Included in the 2017 Tax Cuts and Jobs Act, a new 20% Qualified Business Income Deduction (QBID) is available on most pass-through income received by shareholders in non-service-based S corporations.  While the regulations related to the 20% QBID have yet to be finalized, it is currently believed that any contractor, architect or engineer incorporated as an S corporation would be eligible for this deduction.

The earnings paid out to the shareholder-employees of the company as wages are subject to both ordinary income taxes and to self-employment taxes (FICA) at the individual level. It is important to note that while the pass-through earnings of an S corporation are not subject to self-employment taxes, the compensation paid to the shareholders performing substantial services within the entity must be reasonable (i.e. not set artificially low to avoid the imposition of FICA taxes). The determination of reasonable compensation is based on a “facts and circumstances” test, which often looks to comparable salaries for the performance of similar services within the specific industry.

Based on the above rules, an S corporation shareholder would pay a maximum marginal rate of 29.6% (37% federal rate less 20% QBID) on S corporation earnings after reasonable compensation.

C Corporation Structure

For entities organized as a C corporation, the new federal tax rate of 21% will apply to the taxable income generated by, and retained in, the entity. Again, shareholders that are providing substantial services to the company would need to receive a reasonable salary. The income not paid out as wages that are distributed to the shareholders would then be taxed as qualified dividends, subject to a 15% or 20% tax rate, and possibly the 3.8% tax on net investment income. As a result, the tax paid on earnings would be “double-taxed,” resulting in a maximum federal rate of 44.8% (21% + 20% + 3.8%).


For many construction businesses that commonly distribute the majority of current earnings to shareholders, taxation as a C corporation would not be advantageous as it would result in additional tax on the earnings generated.

It is important to note that an additional benefit of operating as an S corporation is the ability to increase each shareholder’s basis in their stock, as pass-through income increases basis. This increase in basis is offset by shareholder distributions. However, the retention of some income in the company, whether for growth, fixed asset additions or debt payment, typically causes a shareholder’s basis to increase over time. The same is not true in the case of a C corporation, where a shareholder’s basis remains fixed at the amount paid to initially acquire their shares. This is yet another tax benefit of operating in the S corporation structure because basis ultimately reduces the capital gains to be recognized on the sale of shares in the company.
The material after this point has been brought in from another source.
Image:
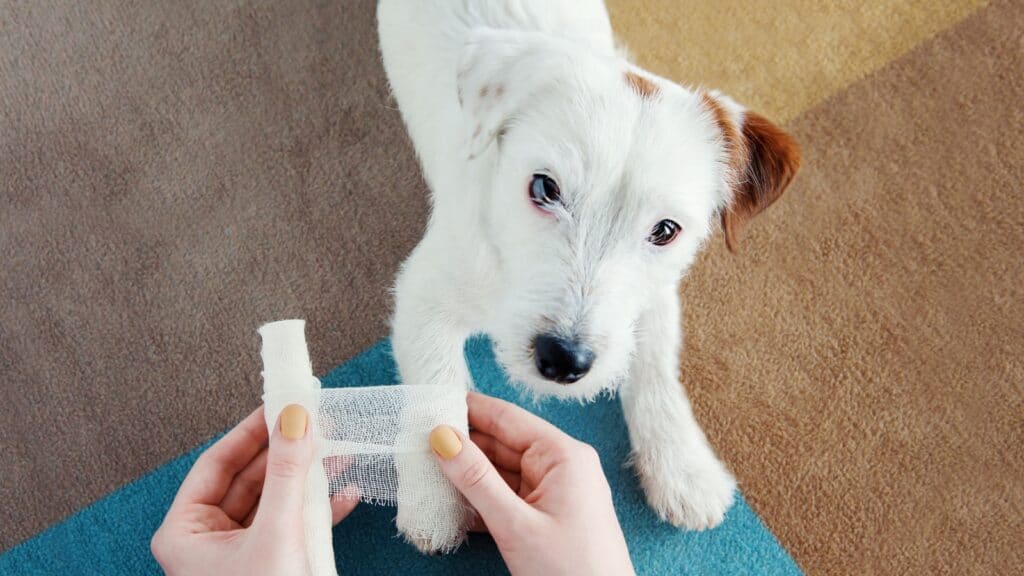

Alternatively, earnings accumulated within a C corporation will only be subject to the 21% corporate tax rate.  The 20% long-term capital gains tax on dividends and 3.8% net investment income tax would not be assessed until the accumulated earnings were eventually distributed as dividends or until the shareholder sold their shares of the corporation.

The most beneficial entity structure will depend on your short-term, mid-term and long-term plans for distributions (dividends), stock ownership and business growth.  No single solution will work for every situation.  If you reasonably expect to maintain a significant portion of earnings within the corporation for a long period of time, the 21% corporate tax rate would be more advantageous than the blended 29.6% tax rate for S corporation shareholders qualifying for the QBID deduction.  For shareholders of S corporations that do not qualify for the 20% QBID deduction, the maximum federal tax rate is 37%, a differential of 16% compared to a C corporation that will accumulate earnings instead of making distributions.  Not discussed in this article, but equally important, is the impact of entity selection on state taxation.

Regardless of your current entity structure, it is important that you consult with a tax professional to determine the impact of the new tax law changes on your entity structure.  The facts and circumstances of each business are unique and will impact the determination of which entity structure best suits current operations and practices.